Coğrafi keşifler sonrasında Avrupalı devletlerin keşfettikleri yeni su yolları bir taraftan dünya ticaret yollarının değişmesine neden olurken büyük bir kısmı Osmanlı İmparatorluğu’nun kontrolü altında bulunan İpek ve Baharat yollarının önemini azaltmış ve bu durum Osmanlı ekonomisi üzerinde ciddi kayıplara neden olmuştur. Bu durumun siyasi bir yansıması olarak Osmanlı içinde artan siyasi karışıklıklara neden olarak imparatorluğun işleyişine ciddi zararlar vermiştir. Bunun yanında zaman içinde Osmanlı ordusunun Batı’daki ilerleyişinin Viyana önlerinde durdurulması, devletin fetihler üzerine kurulu politik ve askerî yapısını bozarak imparatorluğun 1699 yılından itibaren duraklama dönemine girmesine ve yaklaşık 80 yıl sonra da gerilemesine neden olmuştur. Osmanlı İmparatorluğu'nun dünya siyasetinde gerilemeye başlaması ve toprak kayıpları sadece Avrupa topraklarıyla sınırlı kalmamış, zaman içinde Afrika Kıtası'ndan da çekilmeye başlamasına neden olmuştur.
Osmanlı İmparatorluğu’nun zayıflaması Afrika üzerinde bir güç boşluğu meydana getirirken bu güç boşluğu kısa sürede Avrupalı yükselen güçler tarafından kısa sürede doldurulmaya başlanmıştır. Portekiz’in öncülük ettiği bu süreç zamanla İspanyol, Hollanda, İngiltere, Fransa, İtalya, Belçika ve Almanya gibi devletlerin bu sürece katılmasıyla neredeyse kara kıtanın geneline yayılmıştır. Bunun sonucunda kıtaya yerleşmeye başlayan Avrupalı sömürgeci güçler Afrika Kıtası üzerinde etkileri günümüze kadar devam eden ekonomik, siyasi, etnik, dinsel ve sosyokültürel değişimlere neden olmuştur.
Doğal kaynaklar bakımından esasında zengin bir kıta olan Afrika, Batılı devletlerin kolonisi hâline geldikten sonra tıpkı diğer sömürgeleştirilen Amerika Kıtası ve Asya’daki Hindistan ve Çin gibi ülkelerin zenginlikleri âdeta sömürülerek soyulmuştur.
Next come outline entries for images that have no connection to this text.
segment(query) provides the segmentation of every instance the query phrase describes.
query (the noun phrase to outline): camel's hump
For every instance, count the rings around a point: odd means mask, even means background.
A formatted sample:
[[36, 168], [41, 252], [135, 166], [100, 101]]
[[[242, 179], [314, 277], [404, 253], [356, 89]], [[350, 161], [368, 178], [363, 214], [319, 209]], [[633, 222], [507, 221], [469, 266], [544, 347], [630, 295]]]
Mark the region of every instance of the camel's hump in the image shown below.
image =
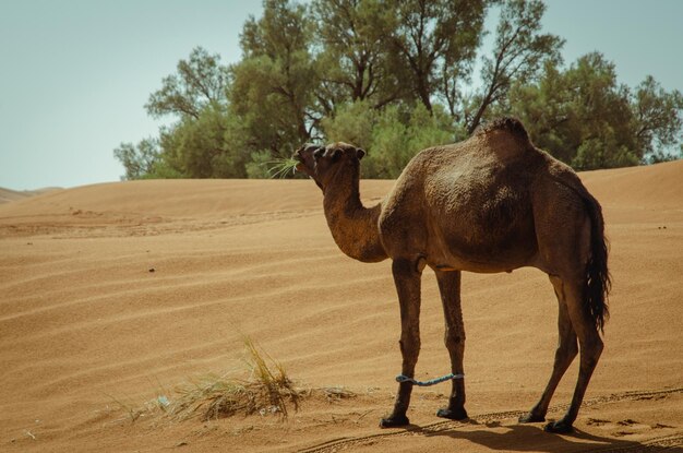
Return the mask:
[[522, 121], [519, 121], [517, 118], [498, 118], [490, 123], [479, 128], [477, 130], [477, 135], [486, 135], [494, 131], [506, 131], [524, 141], [529, 140], [529, 134], [527, 133], [527, 130], [524, 128]]

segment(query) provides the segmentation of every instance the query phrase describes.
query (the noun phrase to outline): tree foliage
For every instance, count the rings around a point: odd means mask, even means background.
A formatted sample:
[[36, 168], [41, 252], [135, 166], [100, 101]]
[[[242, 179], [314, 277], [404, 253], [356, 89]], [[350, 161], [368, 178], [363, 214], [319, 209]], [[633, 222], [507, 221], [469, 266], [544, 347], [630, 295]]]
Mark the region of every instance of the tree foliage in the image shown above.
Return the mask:
[[145, 105], [175, 122], [115, 157], [128, 179], [265, 178], [302, 143], [346, 141], [368, 153], [363, 177], [395, 178], [420, 150], [499, 116], [578, 169], [681, 157], [681, 93], [652, 76], [621, 84], [599, 52], [565, 65], [544, 11], [541, 0], [264, 0], [241, 59], [193, 49]]

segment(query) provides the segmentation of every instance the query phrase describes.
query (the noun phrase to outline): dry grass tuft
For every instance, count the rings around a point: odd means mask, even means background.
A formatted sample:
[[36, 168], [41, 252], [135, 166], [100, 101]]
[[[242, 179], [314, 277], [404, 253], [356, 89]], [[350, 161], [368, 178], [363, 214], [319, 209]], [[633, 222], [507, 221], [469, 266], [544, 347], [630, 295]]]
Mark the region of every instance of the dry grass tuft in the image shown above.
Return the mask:
[[180, 418], [199, 416], [203, 420], [235, 414], [278, 414], [287, 418], [288, 406], [299, 408], [304, 391], [298, 389], [283, 366], [244, 339], [250, 375], [238, 379], [207, 374], [176, 389], [165, 412]]
[[157, 397], [142, 407], [110, 397], [134, 422], [141, 417], [159, 414], [178, 420], [193, 417], [211, 420], [237, 414], [277, 415], [284, 420], [291, 408], [299, 409], [304, 398], [335, 403], [357, 396], [343, 386], [312, 389], [297, 385], [281, 363], [259, 348], [251, 338], [245, 337], [243, 342], [247, 372], [242, 372], [241, 378], [236, 373], [209, 373], [189, 380], [171, 392], [160, 388]]

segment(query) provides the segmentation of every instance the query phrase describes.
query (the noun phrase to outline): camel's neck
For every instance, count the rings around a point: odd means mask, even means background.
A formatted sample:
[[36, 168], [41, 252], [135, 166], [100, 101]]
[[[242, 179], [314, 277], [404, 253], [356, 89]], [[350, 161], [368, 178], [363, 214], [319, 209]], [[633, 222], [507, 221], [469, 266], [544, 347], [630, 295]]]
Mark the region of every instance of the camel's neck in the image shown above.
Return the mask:
[[324, 191], [323, 206], [327, 225], [339, 249], [348, 257], [363, 262], [378, 262], [387, 258], [378, 220], [382, 203], [364, 207], [358, 189], [358, 169], [339, 171]]

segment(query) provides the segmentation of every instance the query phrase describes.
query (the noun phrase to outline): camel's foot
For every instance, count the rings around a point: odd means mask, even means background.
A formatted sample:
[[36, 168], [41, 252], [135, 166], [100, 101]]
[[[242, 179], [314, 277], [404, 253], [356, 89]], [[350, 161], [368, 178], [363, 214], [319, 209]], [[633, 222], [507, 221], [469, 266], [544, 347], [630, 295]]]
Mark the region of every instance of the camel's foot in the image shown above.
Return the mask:
[[546, 417], [542, 415], [534, 414], [534, 412], [526, 413], [525, 415], [520, 415], [518, 418], [520, 424], [534, 424], [537, 421], [546, 421]]
[[436, 410], [436, 417], [447, 418], [450, 420], [465, 420], [467, 418], [467, 410], [465, 407], [450, 408], [443, 407]]
[[410, 425], [410, 420], [405, 415], [392, 415], [380, 420], [380, 428], [398, 428]]
[[546, 432], [553, 432], [555, 434], [566, 434], [568, 432], [574, 431], [572, 424], [566, 422], [564, 420], [551, 421], [550, 424], [543, 427]]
Bu kapsamda başta altın, gümüş, bakır ve elmas gibi madenleri olmak üzere petrol, tarımsal ürünleri ve iş gücü zor kullanılarak ele geçirilmiştir. Koloni döneminde Afrika Kıtası ve diğer kolonileştirilen bölgelerin kaynakları bu bölgeleri kontrol eden Avrupalı devletler tarafından kendi ülkelerine aktarılarak âdeta sömürge ülkelerin üzerinde yükselen bir refah seviyesine ulaşılmıştır. Afrika Kıtası'ndaki sömürge yönetimleri döneminde kıtanın büyük bir kesimi ekonomik ve siyasi olarak gelişememiş
dünyanın diğer bölgelerine göre her açıdan geri kalmıştır.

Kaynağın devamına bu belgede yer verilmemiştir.